The statistical link between metabolic dysfunction and cardiovascular disease is strong on the population level but this does not necessarily translate to accurate prediction of individual events8, indeed, most cardiovascular risk models show modest predictive ability9. For this reason, we envisage the SOM to occupy the inter-mediate space where we can leverage the aggregated statistics over subgroups while interpreting the results as stereotypical individuals that represent meaningful biological phenotypes. Specifically, human observers have visual access to every single variable and its patterns when making the decisions on subgroup boundaries. It is also easy for human observers to verify which subgroup profile matches their own since the profiles are expressible in physical measurement units. Therefore, the SOM model is directly applicable to real-world people and only one SOM is necessary to describe the burden of multiple common disease, as seen in Figs. 5 and 6. Yet a subgroup contains multiple individuals, which enables the calculation of prevalence and incidence rates as subpopulation risk estimates. Indeed, propensity scoring is already used in this manner to identify pools of representative cases within health informatics systems40. However, these methods are often presented as black boxes and thus lack the biological context that the SOM colorings can provide. The SOM lets a group of scientists to “see” the data through the statistically standardized colorings in a way no other tool can, and use that information to create a consensus on how to split the population into subgroups that make biological, medical, economic and societal sense.

Limitations

Due to the large sample size, the statistical robustness is high in this study but we urge caution when generalizing the findings of this study to other cohorts, to other ethnicities or to populations of different circumstances. Furthermore, the results are dependent on the selection of available biomarkers and different laboratory panels may produce different subgroups (note also a previously published comprehensive risk factor screening41).
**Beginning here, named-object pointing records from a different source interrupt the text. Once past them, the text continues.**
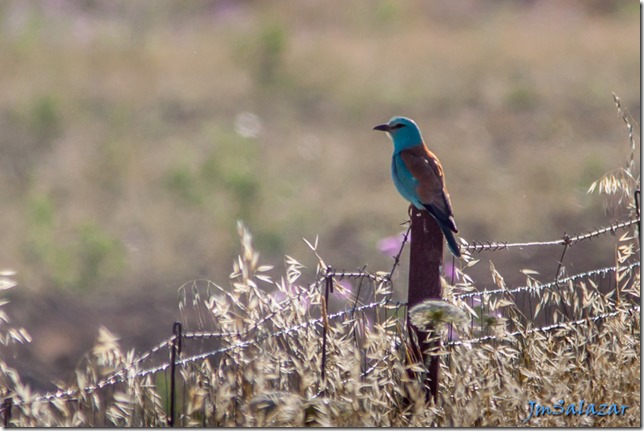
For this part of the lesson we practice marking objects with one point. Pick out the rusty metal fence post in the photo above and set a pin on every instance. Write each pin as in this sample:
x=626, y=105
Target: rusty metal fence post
x=425, y=260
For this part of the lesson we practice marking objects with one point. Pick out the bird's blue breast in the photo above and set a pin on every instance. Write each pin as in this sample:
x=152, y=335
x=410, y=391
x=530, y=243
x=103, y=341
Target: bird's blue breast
x=404, y=181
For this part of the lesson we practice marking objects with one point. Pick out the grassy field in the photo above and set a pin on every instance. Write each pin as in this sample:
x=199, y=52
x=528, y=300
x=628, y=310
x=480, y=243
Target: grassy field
x=134, y=136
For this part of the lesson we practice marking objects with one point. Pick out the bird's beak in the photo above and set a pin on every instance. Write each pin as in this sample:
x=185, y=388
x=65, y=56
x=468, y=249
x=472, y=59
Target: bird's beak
x=383, y=128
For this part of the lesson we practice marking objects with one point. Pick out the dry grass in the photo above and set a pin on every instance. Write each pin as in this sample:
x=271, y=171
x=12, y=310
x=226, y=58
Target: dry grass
x=264, y=368
x=137, y=115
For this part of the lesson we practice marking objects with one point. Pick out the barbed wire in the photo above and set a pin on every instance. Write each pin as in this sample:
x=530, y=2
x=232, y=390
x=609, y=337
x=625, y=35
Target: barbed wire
x=480, y=246
x=562, y=325
x=126, y=373
x=554, y=284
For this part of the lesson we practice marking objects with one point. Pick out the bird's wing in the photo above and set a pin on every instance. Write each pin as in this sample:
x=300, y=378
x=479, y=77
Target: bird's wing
x=427, y=170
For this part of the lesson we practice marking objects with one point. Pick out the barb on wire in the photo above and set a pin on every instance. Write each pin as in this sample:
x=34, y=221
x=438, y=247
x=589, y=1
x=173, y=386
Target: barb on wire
x=561, y=281
x=480, y=246
x=563, y=325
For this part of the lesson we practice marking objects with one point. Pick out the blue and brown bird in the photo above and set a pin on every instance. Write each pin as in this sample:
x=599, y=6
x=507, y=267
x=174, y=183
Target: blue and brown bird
x=418, y=176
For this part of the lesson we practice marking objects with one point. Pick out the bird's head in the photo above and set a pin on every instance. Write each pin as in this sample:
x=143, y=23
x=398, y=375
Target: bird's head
x=403, y=132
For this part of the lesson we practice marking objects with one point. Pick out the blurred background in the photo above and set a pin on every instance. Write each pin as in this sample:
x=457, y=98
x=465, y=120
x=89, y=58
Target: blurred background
x=133, y=136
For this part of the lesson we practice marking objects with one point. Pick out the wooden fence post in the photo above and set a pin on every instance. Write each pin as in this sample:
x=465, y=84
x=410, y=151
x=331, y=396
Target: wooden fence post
x=426, y=258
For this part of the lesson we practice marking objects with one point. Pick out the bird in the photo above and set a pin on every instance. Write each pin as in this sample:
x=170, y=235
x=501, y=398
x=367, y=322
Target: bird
x=419, y=177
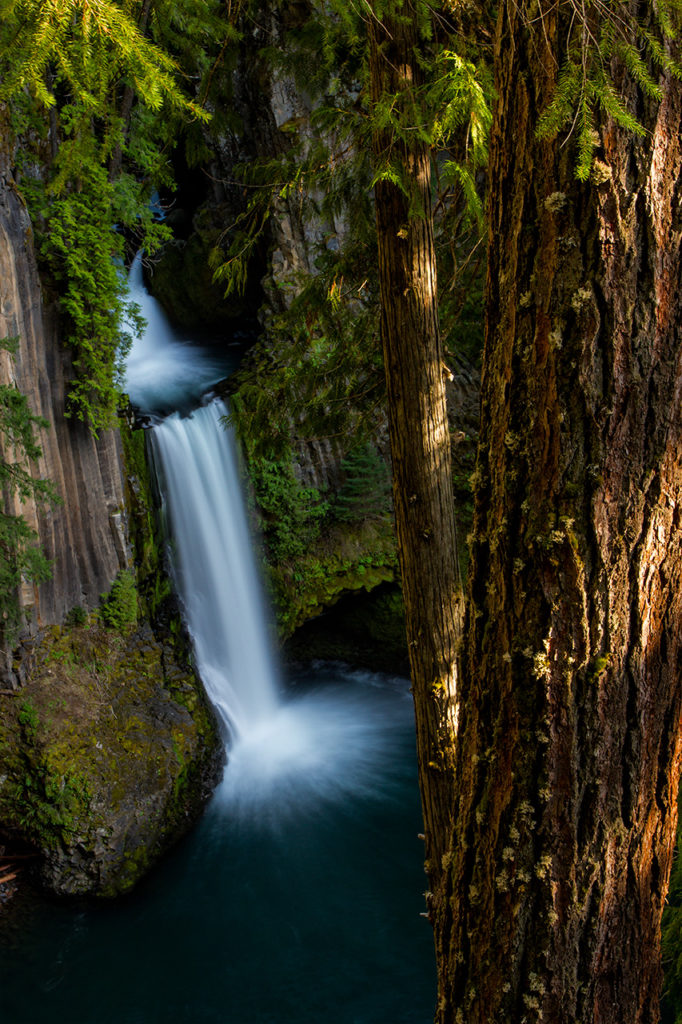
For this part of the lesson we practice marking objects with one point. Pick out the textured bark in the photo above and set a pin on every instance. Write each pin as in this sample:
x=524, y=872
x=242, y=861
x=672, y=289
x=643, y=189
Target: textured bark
x=568, y=755
x=85, y=538
x=419, y=434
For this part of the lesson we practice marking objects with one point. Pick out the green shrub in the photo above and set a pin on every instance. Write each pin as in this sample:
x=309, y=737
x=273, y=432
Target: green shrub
x=119, y=607
x=366, y=493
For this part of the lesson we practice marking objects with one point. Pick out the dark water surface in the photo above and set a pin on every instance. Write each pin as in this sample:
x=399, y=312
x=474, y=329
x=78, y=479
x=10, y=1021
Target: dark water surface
x=296, y=900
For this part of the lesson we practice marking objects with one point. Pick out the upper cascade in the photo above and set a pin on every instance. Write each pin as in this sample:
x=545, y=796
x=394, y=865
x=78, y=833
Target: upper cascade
x=211, y=550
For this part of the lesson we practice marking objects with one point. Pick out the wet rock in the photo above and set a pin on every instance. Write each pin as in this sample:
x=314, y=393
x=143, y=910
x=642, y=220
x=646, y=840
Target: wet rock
x=107, y=758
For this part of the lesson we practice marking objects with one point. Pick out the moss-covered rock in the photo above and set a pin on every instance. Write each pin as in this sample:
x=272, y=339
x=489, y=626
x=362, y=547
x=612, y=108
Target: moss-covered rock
x=108, y=755
x=181, y=280
x=363, y=629
x=345, y=558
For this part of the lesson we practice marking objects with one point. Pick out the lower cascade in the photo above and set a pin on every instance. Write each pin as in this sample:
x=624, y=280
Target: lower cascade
x=298, y=896
x=213, y=565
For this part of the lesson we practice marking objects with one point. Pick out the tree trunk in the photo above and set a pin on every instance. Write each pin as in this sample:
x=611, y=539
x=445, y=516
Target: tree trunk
x=568, y=754
x=418, y=423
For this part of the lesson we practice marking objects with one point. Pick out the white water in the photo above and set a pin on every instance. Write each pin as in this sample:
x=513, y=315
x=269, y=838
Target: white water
x=211, y=551
x=285, y=756
x=213, y=565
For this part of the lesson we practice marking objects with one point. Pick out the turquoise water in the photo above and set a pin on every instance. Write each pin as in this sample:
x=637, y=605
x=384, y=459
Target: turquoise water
x=296, y=900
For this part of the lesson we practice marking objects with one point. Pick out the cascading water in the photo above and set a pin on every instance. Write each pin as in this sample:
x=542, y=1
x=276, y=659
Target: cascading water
x=213, y=565
x=297, y=897
x=212, y=560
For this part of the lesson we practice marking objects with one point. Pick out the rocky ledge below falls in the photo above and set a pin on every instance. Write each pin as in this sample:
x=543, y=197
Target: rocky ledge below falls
x=108, y=755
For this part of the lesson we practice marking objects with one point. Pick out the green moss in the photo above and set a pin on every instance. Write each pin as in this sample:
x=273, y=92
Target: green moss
x=100, y=767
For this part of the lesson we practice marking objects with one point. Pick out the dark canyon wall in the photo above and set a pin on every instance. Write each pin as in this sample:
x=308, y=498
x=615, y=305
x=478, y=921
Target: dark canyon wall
x=85, y=537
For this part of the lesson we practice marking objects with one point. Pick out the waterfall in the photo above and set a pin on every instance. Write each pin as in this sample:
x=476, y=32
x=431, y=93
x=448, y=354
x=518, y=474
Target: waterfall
x=213, y=565
x=211, y=552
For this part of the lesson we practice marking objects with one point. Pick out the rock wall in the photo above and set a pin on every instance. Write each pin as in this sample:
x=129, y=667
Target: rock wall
x=85, y=537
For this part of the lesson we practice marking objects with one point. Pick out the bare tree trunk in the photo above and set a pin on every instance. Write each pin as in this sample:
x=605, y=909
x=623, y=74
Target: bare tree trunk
x=568, y=754
x=419, y=431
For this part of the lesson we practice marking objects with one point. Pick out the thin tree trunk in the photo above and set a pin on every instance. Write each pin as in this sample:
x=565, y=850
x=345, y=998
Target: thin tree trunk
x=568, y=754
x=419, y=430
x=116, y=161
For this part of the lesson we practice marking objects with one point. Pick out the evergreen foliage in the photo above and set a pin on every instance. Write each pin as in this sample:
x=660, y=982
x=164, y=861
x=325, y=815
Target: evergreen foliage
x=366, y=493
x=95, y=103
x=324, y=361
x=291, y=515
x=20, y=558
x=119, y=608
x=608, y=38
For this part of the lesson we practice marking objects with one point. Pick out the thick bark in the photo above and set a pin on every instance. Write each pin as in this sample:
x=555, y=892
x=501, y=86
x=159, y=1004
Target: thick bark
x=568, y=754
x=419, y=432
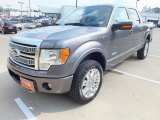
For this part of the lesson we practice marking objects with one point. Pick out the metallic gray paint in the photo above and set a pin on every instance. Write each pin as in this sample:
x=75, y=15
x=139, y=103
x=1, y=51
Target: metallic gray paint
x=115, y=46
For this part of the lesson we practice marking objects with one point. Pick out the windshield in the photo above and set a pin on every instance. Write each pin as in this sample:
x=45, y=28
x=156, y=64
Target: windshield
x=96, y=16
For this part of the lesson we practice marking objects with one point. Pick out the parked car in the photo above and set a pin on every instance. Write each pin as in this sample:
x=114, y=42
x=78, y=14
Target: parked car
x=71, y=58
x=49, y=22
x=151, y=25
x=30, y=25
x=38, y=23
x=7, y=27
x=158, y=25
x=17, y=24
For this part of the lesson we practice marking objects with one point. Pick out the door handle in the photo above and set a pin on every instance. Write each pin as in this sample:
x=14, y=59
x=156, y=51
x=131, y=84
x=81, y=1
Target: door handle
x=131, y=31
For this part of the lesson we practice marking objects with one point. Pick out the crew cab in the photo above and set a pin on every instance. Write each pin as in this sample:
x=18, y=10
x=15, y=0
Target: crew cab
x=72, y=56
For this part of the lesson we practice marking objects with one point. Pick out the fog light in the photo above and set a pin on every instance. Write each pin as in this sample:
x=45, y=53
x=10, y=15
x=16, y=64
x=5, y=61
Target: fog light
x=50, y=86
x=47, y=86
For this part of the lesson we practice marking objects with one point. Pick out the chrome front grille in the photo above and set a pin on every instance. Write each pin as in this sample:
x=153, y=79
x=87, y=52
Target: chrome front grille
x=23, y=54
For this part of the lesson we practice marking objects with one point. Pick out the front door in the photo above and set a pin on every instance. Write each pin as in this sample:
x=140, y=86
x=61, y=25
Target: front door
x=120, y=42
x=137, y=29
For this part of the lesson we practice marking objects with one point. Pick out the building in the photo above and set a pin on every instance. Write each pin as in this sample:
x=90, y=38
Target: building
x=58, y=12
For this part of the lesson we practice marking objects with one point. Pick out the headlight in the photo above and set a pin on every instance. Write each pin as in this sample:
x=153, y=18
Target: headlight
x=53, y=57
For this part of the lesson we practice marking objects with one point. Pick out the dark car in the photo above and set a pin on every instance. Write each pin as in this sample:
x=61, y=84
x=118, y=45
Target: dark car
x=71, y=57
x=158, y=25
x=6, y=27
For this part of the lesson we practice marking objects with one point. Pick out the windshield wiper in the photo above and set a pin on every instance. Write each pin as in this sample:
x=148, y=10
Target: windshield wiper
x=76, y=24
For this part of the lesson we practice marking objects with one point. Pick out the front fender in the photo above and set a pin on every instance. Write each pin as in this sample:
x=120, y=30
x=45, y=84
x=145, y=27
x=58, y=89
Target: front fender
x=77, y=55
x=84, y=50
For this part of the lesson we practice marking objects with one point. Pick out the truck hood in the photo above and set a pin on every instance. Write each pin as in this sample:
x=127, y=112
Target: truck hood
x=58, y=32
x=49, y=36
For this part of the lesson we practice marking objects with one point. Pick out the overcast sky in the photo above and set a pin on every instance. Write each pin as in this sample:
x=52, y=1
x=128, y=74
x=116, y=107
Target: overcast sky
x=59, y=3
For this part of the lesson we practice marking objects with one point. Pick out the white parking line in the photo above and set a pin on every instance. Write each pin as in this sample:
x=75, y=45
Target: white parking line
x=25, y=109
x=136, y=76
x=154, y=56
x=5, y=36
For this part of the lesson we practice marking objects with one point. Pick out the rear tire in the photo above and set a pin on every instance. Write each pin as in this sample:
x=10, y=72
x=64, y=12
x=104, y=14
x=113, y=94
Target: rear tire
x=3, y=32
x=87, y=82
x=143, y=52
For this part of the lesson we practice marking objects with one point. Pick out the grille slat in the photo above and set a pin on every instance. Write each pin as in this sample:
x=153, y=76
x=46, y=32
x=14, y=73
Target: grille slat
x=23, y=54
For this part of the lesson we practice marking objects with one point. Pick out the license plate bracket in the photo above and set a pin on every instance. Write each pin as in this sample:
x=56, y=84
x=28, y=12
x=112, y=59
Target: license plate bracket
x=31, y=85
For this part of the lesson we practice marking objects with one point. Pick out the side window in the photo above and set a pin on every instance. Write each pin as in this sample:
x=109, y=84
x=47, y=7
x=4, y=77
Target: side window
x=120, y=15
x=133, y=15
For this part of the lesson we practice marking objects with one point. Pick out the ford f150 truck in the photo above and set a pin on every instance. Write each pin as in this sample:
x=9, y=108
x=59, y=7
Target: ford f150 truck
x=71, y=56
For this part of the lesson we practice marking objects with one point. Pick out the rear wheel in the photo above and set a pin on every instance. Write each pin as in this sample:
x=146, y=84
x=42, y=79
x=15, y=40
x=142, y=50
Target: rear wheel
x=143, y=52
x=87, y=82
x=3, y=32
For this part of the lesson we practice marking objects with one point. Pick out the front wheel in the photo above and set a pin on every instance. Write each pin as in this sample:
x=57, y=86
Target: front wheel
x=87, y=82
x=143, y=52
x=3, y=32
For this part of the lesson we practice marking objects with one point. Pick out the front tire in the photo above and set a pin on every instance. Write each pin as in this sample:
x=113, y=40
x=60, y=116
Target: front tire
x=143, y=52
x=87, y=82
x=3, y=32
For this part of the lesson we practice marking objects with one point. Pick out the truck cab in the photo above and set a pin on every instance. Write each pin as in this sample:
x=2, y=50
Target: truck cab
x=72, y=56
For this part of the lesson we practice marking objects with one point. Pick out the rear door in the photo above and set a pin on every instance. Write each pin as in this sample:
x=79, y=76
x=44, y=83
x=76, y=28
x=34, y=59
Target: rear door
x=137, y=29
x=120, y=41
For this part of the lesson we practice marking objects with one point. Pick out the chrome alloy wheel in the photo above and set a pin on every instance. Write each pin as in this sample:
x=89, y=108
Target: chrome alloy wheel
x=91, y=83
x=146, y=48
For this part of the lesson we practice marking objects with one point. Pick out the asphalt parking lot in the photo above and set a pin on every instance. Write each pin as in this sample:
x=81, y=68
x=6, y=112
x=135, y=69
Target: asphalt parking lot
x=130, y=92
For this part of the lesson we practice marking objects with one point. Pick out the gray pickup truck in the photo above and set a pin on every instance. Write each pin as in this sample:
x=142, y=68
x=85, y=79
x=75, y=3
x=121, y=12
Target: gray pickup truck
x=71, y=56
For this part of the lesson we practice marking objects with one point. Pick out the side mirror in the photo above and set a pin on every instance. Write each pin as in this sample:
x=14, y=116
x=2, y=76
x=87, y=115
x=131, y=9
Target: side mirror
x=122, y=26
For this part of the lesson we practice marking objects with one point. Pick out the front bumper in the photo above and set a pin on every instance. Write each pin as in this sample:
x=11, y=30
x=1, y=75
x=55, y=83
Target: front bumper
x=10, y=30
x=59, y=85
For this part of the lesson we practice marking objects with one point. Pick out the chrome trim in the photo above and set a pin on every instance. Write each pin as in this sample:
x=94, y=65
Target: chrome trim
x=27, y=42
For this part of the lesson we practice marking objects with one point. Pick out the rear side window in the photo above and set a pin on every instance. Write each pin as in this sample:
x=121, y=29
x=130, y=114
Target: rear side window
x=120, y=15
x=8, y=24
x=133, y=15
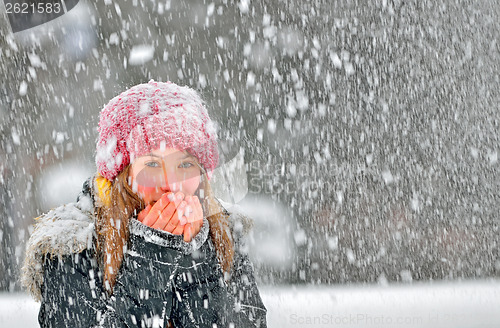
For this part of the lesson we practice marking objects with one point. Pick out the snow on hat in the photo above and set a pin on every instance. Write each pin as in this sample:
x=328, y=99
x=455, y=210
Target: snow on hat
x=153, y=115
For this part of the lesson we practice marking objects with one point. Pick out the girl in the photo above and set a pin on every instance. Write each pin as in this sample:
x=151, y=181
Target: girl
x=146, y=243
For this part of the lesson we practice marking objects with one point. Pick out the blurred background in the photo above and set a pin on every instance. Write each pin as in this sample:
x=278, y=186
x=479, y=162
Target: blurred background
x=369, y=129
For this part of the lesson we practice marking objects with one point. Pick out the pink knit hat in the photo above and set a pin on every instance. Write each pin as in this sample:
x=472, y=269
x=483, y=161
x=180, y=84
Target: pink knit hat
x=151, y=115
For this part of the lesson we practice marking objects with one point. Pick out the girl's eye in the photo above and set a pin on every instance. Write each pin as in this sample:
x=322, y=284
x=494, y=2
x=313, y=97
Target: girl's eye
x=152, y=164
We also note that the statistical accuracy of population-based data is insufficient to develop a machine learning model for a clinically robust predictive test8,9. The UK Biobank recruited volunteers only, thus people with less opportunity to participate due to low socio-economic status or poor health may be under-represented, however, the disease associations are compatible with other cohorts42. Ageing affects metabolism, but the SOM was constructed from cross-sectional data and adjusted for age, thus we are unable to provide information on longitudinal metabolic trajectories and the metabolic subgroups should not be interpreted as part of a temporal sequence.

Conclusions

The SOM subtypes provided a descriptive framework of how combinations of multiple risk factors are associated with diverging cardiometabolic disease outcomes within a population. The new information is useful for the development of targeted interventions for specific subgroups; potential applications include phenotypically guided trials of new treatments where participants are selected based on their full phenotypic profile (e.g. cardiovascular drug trials designed for persons with inflammatory kidney stress vs. persons with diabetogenic liver stress). Such designs will provide more targeted information on the exact type of patient who will benefit the most from the treatment. We also see potential to adopt metabolic profiles as a new approach to assess the health and aggregate disease burden in a population. For example, subtype prevalences can provide phenotypically specific information on how changes in environmental risk factors influence the aggregate disease burden in different segments of the population over time.